Weirong abstract 2007

A study of sand-cast technology on ancient Chinese coins: Zhou Weirong, China Numismatic Museum, Beijing


Not many scholars, by now, researched the history of sand-cast technology in China. According to some historical documents and unearthed remains, some people on the history of metallurgy believe that sand-cast, at the latest, had been applied by the Song Dynasty (960--1279); some people on numismatics believe that sand-cast had been possibly used to cast coins in the Tang Dynasty (618-907); some western scholars believe that sand-cast technology was introduced from China into Europe about in eleventh century.

Based on the systematical researches of the history of coin-cast technologies in ancient China, I believe that sand-cast was a great invention of the ancient Chinese coinage industry.

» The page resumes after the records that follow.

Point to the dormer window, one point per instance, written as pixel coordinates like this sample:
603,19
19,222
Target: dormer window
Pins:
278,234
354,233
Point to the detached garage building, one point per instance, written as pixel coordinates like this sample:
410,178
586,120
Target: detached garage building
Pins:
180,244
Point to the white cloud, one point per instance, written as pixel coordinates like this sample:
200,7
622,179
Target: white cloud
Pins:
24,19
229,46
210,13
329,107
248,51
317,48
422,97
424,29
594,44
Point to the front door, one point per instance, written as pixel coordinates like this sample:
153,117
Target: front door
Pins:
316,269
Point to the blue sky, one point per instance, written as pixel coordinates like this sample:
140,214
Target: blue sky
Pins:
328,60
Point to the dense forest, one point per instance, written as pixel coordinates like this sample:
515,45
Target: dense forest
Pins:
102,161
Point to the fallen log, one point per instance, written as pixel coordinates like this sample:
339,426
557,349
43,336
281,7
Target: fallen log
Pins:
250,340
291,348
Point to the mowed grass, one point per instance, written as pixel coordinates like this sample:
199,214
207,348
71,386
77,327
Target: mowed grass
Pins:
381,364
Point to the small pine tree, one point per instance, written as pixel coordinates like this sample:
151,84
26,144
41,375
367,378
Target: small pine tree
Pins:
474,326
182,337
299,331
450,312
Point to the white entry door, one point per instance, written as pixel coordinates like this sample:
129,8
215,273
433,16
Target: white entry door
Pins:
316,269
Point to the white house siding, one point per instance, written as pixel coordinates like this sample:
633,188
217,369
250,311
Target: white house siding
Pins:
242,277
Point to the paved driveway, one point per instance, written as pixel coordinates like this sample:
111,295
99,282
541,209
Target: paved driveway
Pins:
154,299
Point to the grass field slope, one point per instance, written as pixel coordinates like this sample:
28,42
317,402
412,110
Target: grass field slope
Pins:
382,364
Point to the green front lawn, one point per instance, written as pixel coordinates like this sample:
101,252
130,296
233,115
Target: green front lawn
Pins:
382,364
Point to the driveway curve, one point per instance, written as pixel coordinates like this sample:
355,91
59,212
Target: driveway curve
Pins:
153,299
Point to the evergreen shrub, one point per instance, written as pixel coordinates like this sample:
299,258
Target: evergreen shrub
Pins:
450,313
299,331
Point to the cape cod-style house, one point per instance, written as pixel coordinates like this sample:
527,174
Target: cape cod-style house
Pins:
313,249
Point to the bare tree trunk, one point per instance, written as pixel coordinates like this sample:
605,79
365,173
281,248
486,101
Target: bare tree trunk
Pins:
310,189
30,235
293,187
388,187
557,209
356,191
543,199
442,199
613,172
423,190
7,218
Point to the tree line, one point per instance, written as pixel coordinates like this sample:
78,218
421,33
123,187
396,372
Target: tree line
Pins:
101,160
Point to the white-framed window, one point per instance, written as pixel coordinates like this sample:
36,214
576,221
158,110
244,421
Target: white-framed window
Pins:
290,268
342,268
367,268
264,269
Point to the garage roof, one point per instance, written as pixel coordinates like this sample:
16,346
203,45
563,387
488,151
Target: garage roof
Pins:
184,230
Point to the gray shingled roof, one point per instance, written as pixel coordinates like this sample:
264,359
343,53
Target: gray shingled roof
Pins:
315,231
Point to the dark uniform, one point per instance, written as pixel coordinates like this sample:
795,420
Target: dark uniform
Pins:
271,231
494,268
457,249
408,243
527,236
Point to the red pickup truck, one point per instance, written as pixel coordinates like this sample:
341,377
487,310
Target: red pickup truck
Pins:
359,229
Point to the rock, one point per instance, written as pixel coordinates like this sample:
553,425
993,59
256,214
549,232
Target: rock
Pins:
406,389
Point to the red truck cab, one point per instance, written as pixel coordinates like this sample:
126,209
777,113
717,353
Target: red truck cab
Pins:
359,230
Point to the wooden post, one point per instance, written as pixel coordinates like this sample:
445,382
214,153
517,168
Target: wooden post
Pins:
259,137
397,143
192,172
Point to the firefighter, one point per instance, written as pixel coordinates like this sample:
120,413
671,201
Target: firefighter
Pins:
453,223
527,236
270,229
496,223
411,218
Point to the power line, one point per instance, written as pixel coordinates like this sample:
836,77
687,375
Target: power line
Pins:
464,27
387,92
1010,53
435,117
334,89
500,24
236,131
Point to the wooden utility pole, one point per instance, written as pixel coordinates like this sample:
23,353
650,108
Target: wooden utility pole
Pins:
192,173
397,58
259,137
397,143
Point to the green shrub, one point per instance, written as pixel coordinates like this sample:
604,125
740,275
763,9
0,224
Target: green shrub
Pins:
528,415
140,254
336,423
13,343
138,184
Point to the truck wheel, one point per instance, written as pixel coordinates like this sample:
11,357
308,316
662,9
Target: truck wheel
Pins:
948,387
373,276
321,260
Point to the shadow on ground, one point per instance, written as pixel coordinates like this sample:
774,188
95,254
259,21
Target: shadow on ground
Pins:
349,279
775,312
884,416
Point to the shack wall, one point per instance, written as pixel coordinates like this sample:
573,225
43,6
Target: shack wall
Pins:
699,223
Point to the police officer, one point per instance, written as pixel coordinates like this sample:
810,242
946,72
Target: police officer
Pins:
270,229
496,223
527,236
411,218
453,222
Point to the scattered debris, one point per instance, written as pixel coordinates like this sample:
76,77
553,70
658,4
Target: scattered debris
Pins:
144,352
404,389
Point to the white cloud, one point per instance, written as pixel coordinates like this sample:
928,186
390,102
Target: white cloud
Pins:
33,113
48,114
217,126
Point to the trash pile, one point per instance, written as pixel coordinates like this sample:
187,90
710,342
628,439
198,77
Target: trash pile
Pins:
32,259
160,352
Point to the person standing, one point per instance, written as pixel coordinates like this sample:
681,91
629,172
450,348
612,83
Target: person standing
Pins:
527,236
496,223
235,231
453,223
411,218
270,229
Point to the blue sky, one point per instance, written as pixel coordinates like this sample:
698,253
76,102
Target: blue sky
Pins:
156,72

This technology was invited as a new technique to cast more and more coinage issues, improve the efficiency and decrease the cost of the manufacture of coinage issues (As the development of social economy, China needed more and more coinage issues; in the Tang Dynasty three hundred million coins were cast for one year.).

However, it’s difficult that we pursue the technical origin of sand-cast, because there are few remains of early sand-cast activities. According to our research results of coin-cast technologies and the technical surroundings of ancient China, it’s out of question that the sand-cast techniques in China grew out of Chinese coinage industry, especially from the folk coin-cast workshop.